Ah, ye olde visions of economic democracy. Adam Smith saw an invisible hand in the interactions of consumers and entrepreneurs that would self-regulate the marketplace. Thomas Jefferson imagined a society of yeoman farmers, each of whom wielded some power, none of whom wielded too much. Lost Edens, it seems, given the bigness — big business, big labor, special interests galore — that prevailed over individuals for a century or more. We've known a monologue economy, in which businesses talked to consumers, and consumers didn't talk back, except with their feet.
Enter the Internet. Monologue has become dialogue; the conversation is now interactive. This edition of The Next Economy, a joint project of The Atlantic and National Journal, explores the effects of communications technology and social media on the economy's balances of power. Is power returning to the people, by means of technologies they have previously lacked?

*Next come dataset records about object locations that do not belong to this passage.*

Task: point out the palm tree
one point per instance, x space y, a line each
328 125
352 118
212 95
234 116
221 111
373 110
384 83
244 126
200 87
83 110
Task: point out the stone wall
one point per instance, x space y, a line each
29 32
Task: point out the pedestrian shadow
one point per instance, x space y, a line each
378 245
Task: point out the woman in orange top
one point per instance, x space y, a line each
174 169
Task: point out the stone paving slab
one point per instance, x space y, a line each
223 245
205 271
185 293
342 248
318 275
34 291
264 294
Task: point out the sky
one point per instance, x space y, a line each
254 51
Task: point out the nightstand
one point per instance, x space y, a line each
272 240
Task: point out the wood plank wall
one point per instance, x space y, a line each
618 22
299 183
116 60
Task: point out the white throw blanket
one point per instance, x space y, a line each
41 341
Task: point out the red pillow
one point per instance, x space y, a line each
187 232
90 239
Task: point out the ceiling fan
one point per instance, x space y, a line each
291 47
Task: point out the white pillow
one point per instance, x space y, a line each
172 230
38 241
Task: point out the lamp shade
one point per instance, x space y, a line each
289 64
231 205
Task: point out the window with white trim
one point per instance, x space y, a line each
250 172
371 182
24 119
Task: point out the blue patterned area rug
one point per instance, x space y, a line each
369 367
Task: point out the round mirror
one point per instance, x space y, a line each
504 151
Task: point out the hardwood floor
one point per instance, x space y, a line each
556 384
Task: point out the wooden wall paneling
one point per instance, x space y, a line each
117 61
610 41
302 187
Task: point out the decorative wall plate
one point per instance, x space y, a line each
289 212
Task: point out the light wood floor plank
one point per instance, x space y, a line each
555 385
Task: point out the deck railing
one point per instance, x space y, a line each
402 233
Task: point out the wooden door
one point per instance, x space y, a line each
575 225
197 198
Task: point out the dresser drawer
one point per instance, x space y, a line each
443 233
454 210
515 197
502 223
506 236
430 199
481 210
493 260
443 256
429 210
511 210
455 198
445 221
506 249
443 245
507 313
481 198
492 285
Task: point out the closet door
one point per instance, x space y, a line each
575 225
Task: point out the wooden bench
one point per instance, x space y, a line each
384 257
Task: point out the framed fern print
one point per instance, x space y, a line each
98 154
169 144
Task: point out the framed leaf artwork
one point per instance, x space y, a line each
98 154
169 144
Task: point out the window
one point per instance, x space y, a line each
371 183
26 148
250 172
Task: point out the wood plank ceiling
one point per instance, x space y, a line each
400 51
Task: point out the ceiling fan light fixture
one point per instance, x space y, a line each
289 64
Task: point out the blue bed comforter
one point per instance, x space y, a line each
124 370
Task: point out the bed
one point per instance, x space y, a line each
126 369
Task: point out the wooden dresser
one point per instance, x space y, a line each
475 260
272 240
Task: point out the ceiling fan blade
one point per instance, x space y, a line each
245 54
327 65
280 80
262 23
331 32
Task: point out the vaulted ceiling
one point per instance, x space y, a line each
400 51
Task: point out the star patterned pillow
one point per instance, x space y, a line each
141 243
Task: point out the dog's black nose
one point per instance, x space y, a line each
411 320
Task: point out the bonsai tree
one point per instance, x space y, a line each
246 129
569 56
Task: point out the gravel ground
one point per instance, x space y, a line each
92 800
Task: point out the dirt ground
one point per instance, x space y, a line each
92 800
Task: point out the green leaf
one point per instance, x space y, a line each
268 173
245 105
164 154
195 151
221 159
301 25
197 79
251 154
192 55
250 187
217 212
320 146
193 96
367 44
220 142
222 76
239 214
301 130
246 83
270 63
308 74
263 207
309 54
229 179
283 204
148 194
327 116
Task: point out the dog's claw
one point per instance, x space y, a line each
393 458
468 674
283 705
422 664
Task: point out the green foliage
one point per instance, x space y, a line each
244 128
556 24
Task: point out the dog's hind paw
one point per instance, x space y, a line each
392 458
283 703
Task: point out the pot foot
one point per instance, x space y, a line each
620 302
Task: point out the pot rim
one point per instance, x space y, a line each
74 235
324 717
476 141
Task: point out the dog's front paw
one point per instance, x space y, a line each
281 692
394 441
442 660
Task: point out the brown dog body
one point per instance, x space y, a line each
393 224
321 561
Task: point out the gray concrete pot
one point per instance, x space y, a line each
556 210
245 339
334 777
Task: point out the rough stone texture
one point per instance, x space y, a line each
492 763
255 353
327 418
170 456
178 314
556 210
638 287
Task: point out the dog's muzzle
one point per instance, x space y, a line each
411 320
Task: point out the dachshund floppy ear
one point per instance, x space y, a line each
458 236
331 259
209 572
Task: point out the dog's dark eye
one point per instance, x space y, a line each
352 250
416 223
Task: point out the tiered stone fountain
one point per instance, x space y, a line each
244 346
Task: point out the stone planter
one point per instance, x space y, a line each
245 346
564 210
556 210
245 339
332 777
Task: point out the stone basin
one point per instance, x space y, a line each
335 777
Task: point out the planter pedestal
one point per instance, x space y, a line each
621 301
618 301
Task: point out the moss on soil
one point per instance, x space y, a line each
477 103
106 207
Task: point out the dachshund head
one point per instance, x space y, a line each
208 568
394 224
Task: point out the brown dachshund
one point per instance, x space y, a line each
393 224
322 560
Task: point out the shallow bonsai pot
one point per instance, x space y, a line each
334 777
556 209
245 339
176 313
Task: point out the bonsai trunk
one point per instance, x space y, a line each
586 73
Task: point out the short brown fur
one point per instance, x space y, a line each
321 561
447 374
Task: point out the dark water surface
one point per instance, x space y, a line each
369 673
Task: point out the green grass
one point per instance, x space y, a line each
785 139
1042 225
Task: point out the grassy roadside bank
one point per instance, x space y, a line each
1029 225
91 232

Yes, as Jeff Howe learns in his cover story. The author of the book Crowdsourcing traces the rise of what he calls the "consumerate." As smartphones facilitate comparison shopping in a way Adam Smith would have died for, Facebook and Twitter marshal impromptu armies of the aggrieved that can smack down huge corporations in a trice. The wiser companies are shifting their strategies
and learning to listen to their customers as never before. Hence, the dialogue.